Jak się okazuje - w dniu śmierci Aleksieja Nawalnego (16 lutego) rosyjski prezydent Władimir Putin odbywał wizytę w Czelabińsku. Podczas swojego przemówienia, nawet słowem nie wspomniał o śmierci rosyjskiego opozycjonisty.
Przypominamy, w piątek w kolonii karnej zmarł rosyjski opozycjonista Aleksiej Nawalny. Służba więzienna Federacji Rosyjskiej przekazała, że Nawalny "źle się poczuł po spacerze" i "niemal od razu stracił przytomność", zaś wezwani na miejsce medycy nie byli w stanie mu pomóc, wskutek czego zmarł.

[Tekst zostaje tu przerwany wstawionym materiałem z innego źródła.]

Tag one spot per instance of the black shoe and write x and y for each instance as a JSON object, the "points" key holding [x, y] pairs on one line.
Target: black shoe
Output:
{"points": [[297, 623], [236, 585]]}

Dmitrij Pieskow - rzecznik prasowy Kremla potwierdził informację, że Władimir Putin został powiadomiony o śmierci opozycjonisty. Jednocześnie, Pieskow zapowiedział, że Kreml nie planuje żadnych dodatkowych komentarzy w tej sprawie.
Ani słowa w sprawie...
Zastanawiającym jest, że podczas swojego pierwszego publicznego przemówienia po śmierci Nawalnego, Władimir Putin nawet słowem nie wspomniał o rosyjskim opozycjoniście. A przecież to właśnie Nawalny był przez lata nazywany "wrogiem numer jeden" prezydenta Rosji.
Więcej w tekście na portalu Niezalezna.pl: Nawalny nie żyje, a Putin jest... „w fantastycznym nastroju”. W sieci opublikowano nagranie [WIDEO]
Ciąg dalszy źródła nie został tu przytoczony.